Eh ! mon Dieu, le monde est plein de Julies et de cœurs qui les savent aimer ; mais le malheur, c’est que les vertus que les Julies et les Saint-Preux se sentent dans l’âme ne sont que pour eux deux, et que rien ne s’en répand en dehors. Les amans ne sont dévoués, généreux, désintéressés ! vertueux enfin, que l’un pour l’autre ; ils ne le sont pas pour le reste du monde. Leur vertu est un secret entre eux, et un secret même qui n’a qu’un temps. Le prochain n’en sait rien, et n’en profite pas. Or, il n’y a de vertus que celles qui le sont un peu pour tout le monde. Les vertus qui ont un objet si particulier et un cercle si étroit sont des sentimens et non pas des vertus. Tel est l’amour. Il inspire le dévouement ; mais envers qui ? Envers ce qu’on aime, c’est-à-dire presque envers soi-même. On sauve sa maîtresse du péril parce qu’on l’aime ; mais on ne se dévoue pas pour sa patrie ou pour sa religion parce qu’on aime sa maîtresse. Julie et Saint-Preux prennent pour une vertu le dévouement qu’ils ont l’un pour l’autre, et ce dévouement dont ils font tant de bruit est tout simplement cet égoïsme à deux, qui est le propre de l’amour, et qui en fait le charme[1].
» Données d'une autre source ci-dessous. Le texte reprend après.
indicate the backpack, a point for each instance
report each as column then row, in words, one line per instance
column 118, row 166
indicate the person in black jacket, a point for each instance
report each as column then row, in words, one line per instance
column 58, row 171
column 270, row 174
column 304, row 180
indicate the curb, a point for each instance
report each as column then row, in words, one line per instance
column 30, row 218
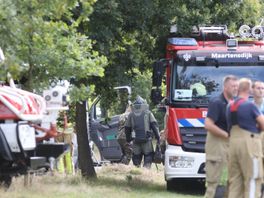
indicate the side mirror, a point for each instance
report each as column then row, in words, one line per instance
column 158, row 72
column 156, row 96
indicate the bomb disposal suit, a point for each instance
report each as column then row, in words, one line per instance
column 194, row 67
column 142, row 122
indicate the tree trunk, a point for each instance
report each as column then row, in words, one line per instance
column 84, row 150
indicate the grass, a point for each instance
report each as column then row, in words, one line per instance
column 115, row 180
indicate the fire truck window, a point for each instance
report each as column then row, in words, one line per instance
column 206, row 81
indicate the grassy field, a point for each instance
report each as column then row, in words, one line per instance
column 113, row 180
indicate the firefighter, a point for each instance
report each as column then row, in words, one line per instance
column 258, row 93
column 142, row 122
column 65, row 163
column 121, row 137
column 217, row 137
column 245, row 151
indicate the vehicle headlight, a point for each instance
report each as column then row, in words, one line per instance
column 27, row 136
column 181, row 162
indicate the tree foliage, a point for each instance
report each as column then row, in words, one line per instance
column 132, row 33
column 42, row 44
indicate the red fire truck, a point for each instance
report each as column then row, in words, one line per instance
column 195, row 67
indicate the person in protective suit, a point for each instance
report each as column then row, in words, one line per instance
column 121, row 137
column 141, row 122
  1. Je trouve dans une des dernières pièces de Corneille, dans Tite et Bérénice, des vers qui expriment fort spirituellement combien il y a d’amour-propre dans l’amour. Seulement ces vers seraient mieux placés dans un traité de Nicole que dans une tragédie. Domitien dit qu’il ne peut pas croire que Domitie l’aime,

    Quand elle ne regarde et n’aime que soi-même.
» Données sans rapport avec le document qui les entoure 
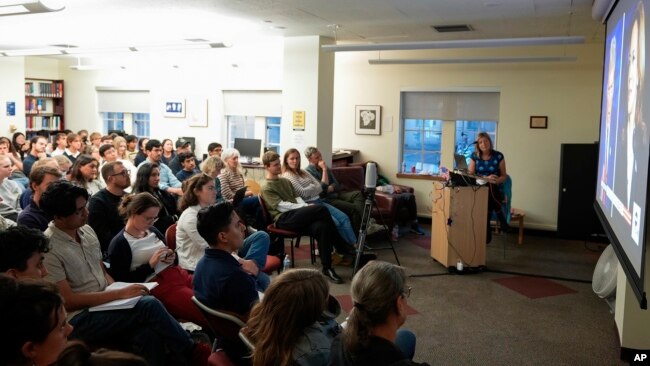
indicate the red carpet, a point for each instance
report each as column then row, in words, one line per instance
column 534, row 287
column 346, row 305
    Albin, son confident, lui répond :

    Seigneur, s’il m’est permis de parler librement,
    Dans toute la nature aime-t-on autrement ?
    L’amour-propre est la source en nous de tous les autres ;
    C’en est le sentiment qui forme tous les nôtres
    Lui seul allume, éteint ou change nos désirs ;
    Les objets de nos vœux le sont de nos plaisirs.
    Vous-même, qui brûlez d’une ardeur si fidèle,
    Aimez-vous Domitie ou vos plaisirs en elle ?
    Et quand vous aspirez à des liens si doux,
    Est-ce pour l’amour d’elle ou pour l’amour de vous ?
    De sa possession l’aimable et chère idée
    Tient vos sens enchantés et votre âme obsédée ;
    Mais si vous conceviez quelques destins meilleurs,
    Vous porteriez bientôt toute cette ame ailleurs.
    La conquête est pour nous le comble des délices ;
    Vous ne vous figurez ailleurs que des supplices.
    C’est par là qu’elle seule a droit de vous charmer,
    Et vous n’aimez que vous quand vous croyez l’aimer.